In my tests it closed: value was exactly 150. I can view the my_header_stats.csv file to see when max was reached.
Next, lets adjust Apache httpd to allow for more concurrent connections. My target is 15,000 connections, so I’ll increase numbers linearly 2 processes (StartServers) with 75 threads each (ThreadsPerChild) gave 150 connections. 20 processes with 750 threads each should give 15,000 connections.
Edit mpm_event.conf: ($ sudo vi /etc/apache2/mods-enabled/mpm_event.conf)
<IfModule mpm_event_module> StartServers 10 MinSpareThreads 25 MaxSpareThreads 750 ThreadLimit 1000 ThreadsPerChild 750 # MaxRequestWorkers aka MaxClients => ServerLimit *ThreadsPerChild MaxRequestWorkers 15000 MaxConnectionsPerChild 0 ServerLimit 20 ThreadStackSize 524288 </IfModule>
Restart (full restart, not graceful – ThreadsPerChild change requires this) apache2 httpd and retry the slowhttptest. Notice service available is always YES.
Now turn up the slowhttptest numbers. Change the -c parameter to 15000 and the -r to 1500. It should take 10sec to ramp up the connections. In my use case I could not create that many connections so quickly. slowhttptest was maxing out a CPU core.

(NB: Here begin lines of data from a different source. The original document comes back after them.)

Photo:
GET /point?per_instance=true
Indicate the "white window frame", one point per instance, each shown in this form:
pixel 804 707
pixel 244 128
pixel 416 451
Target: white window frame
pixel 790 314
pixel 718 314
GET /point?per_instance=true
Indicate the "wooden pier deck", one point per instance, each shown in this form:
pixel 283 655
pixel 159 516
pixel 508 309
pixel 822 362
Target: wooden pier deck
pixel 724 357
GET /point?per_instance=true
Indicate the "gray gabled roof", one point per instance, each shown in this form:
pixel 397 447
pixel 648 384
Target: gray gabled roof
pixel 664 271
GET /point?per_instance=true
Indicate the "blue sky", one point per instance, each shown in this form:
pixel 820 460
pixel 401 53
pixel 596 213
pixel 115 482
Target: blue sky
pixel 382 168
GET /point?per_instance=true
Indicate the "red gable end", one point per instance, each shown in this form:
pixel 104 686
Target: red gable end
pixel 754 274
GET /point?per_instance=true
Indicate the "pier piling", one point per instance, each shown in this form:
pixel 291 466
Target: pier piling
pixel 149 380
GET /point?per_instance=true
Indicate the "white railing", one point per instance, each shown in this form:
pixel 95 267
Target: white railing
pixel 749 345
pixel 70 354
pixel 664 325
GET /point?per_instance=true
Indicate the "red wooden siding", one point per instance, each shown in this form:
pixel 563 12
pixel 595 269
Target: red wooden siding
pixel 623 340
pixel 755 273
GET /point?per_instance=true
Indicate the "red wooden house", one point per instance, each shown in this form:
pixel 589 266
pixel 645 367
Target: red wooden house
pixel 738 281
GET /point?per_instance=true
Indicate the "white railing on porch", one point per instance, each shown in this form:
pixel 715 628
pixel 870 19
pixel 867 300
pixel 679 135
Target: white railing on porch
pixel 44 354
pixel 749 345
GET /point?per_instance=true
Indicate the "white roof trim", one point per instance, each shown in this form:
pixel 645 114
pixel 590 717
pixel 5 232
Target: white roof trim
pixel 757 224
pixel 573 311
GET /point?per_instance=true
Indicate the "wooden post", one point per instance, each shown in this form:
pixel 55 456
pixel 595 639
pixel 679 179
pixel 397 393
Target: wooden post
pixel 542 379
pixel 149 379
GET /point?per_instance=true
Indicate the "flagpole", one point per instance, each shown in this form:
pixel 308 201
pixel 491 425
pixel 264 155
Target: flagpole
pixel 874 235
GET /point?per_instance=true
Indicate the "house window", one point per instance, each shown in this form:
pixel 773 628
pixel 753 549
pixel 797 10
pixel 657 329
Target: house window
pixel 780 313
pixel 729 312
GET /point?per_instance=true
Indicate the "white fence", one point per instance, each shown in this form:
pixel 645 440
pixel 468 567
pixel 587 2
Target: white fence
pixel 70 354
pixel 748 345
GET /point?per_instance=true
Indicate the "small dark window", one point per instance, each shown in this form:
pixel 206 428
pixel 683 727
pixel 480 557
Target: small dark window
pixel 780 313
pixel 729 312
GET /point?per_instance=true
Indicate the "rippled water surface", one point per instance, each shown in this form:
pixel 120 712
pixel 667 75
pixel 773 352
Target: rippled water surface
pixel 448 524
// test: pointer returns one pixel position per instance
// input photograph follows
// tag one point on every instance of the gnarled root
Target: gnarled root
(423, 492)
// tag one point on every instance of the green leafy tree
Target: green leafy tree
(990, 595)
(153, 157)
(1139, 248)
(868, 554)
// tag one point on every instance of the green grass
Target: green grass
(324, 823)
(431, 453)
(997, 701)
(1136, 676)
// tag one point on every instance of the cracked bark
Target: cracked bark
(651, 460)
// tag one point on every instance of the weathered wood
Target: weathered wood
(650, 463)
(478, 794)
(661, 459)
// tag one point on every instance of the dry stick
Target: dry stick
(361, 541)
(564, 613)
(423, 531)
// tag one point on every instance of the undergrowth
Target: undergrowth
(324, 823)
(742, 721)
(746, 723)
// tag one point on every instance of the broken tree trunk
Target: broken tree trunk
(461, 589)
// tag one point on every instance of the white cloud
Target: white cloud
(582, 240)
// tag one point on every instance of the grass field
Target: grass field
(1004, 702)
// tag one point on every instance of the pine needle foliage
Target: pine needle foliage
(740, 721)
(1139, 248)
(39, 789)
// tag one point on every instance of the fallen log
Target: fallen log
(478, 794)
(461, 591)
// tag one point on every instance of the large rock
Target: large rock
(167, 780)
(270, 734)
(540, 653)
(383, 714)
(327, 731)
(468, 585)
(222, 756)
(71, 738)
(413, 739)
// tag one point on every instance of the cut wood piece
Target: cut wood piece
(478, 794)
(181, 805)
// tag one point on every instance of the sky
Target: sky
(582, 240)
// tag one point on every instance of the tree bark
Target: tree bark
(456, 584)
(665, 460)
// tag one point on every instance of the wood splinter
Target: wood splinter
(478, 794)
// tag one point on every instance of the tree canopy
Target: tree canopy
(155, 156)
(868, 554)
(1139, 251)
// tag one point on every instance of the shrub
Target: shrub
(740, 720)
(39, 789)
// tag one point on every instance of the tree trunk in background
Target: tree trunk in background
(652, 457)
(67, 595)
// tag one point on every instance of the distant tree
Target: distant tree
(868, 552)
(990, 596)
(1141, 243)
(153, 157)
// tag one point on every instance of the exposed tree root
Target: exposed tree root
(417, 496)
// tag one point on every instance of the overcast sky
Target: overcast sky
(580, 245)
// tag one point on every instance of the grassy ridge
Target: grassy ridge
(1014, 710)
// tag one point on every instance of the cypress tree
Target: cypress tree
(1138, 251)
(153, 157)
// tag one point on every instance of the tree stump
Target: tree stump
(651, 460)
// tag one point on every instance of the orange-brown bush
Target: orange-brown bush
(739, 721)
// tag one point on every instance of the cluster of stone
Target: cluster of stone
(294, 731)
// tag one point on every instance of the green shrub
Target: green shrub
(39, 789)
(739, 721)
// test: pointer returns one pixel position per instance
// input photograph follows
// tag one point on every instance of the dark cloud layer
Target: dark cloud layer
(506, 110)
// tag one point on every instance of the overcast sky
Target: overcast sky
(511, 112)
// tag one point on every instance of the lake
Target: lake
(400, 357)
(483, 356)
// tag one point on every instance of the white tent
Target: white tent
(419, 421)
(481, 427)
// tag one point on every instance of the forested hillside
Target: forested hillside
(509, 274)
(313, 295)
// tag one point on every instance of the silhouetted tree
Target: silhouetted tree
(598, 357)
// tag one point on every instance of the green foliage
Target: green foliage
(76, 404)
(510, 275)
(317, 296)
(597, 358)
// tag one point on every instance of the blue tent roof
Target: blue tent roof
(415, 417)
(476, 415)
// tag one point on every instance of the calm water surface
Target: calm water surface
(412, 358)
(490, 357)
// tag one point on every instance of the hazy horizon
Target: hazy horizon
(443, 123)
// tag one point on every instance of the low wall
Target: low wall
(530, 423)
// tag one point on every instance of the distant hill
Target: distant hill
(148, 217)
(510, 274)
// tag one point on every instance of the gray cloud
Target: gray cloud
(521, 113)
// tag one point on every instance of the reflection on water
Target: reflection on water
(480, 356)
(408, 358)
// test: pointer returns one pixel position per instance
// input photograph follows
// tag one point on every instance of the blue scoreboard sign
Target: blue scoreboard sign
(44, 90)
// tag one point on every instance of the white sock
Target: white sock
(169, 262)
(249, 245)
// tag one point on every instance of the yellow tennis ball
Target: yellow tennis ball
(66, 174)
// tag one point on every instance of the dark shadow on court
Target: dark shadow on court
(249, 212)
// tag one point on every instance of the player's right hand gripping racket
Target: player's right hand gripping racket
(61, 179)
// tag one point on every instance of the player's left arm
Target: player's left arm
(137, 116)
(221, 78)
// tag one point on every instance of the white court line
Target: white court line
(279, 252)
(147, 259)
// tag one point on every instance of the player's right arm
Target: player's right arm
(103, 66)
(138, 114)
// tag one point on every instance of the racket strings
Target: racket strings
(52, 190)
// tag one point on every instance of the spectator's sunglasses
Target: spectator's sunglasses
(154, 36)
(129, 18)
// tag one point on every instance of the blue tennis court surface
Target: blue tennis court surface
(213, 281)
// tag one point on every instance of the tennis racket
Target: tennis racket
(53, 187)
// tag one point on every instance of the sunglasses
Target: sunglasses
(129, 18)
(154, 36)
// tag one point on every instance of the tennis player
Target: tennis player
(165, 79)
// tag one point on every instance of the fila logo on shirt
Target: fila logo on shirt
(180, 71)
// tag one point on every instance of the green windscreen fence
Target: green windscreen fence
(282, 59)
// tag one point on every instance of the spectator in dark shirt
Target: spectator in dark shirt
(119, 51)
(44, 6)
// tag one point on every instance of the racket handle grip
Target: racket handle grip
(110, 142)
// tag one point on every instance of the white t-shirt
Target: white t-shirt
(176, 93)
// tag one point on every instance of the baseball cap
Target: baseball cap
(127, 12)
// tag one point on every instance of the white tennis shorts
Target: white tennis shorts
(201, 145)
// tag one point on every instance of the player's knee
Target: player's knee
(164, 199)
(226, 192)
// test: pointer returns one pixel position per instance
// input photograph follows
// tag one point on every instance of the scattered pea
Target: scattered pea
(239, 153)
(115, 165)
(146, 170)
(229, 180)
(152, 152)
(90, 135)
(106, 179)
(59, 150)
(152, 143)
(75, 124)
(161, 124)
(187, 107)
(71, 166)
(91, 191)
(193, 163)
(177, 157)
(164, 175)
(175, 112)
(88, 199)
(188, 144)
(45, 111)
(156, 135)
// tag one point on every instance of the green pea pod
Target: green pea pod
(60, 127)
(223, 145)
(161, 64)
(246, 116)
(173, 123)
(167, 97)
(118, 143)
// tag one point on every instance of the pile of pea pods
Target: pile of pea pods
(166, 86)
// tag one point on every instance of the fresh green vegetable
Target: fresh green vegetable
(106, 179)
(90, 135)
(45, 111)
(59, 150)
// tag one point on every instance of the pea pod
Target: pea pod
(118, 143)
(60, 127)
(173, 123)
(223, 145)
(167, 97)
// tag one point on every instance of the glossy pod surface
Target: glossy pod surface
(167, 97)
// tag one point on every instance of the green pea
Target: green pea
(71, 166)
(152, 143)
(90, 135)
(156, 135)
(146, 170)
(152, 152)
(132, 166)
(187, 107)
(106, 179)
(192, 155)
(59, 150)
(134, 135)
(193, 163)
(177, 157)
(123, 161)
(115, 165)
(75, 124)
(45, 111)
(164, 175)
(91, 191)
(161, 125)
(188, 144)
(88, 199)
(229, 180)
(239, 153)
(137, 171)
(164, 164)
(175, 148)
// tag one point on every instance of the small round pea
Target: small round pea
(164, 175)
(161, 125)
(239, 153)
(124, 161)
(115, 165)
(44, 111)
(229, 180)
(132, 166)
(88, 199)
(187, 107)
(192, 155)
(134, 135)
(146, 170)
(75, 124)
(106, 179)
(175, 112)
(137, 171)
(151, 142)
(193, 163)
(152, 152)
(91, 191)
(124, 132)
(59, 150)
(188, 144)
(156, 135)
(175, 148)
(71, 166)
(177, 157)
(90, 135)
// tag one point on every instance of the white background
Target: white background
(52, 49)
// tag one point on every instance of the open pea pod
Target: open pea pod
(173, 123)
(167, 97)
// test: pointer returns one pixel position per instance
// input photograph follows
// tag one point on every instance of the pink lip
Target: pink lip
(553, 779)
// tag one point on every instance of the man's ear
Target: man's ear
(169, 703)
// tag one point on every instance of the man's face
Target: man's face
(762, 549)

All of the above apache httpd config was done using the mpm_event processing module. The next issue I ran into was a case of mpm_worker not behaving as I expected. I have a doubly proxied system, because this is super real world where we route http things all over the place, sometimes in ways we shouldn’t but because we are lazy, or it is easier or… anyway…
In ubuntu/trusty with apache httpd 2.4.7 mpm_worker has a limit of 64 ThreadsPerChild even if you configure it with a larger number. There is no warning. You’d never know unless you take a look at the number of processes in a worker: $ ps -uwww-data -opid,ppid,nlwp The fix is to switch from mpm_worker to mpm_event.
$ sudo a2dismod mpm_worker
$ sudo a2enmod mpm_event
$ sudo service apache2 restart
I thought that I’d need to do more, but this got me to where I needed to be.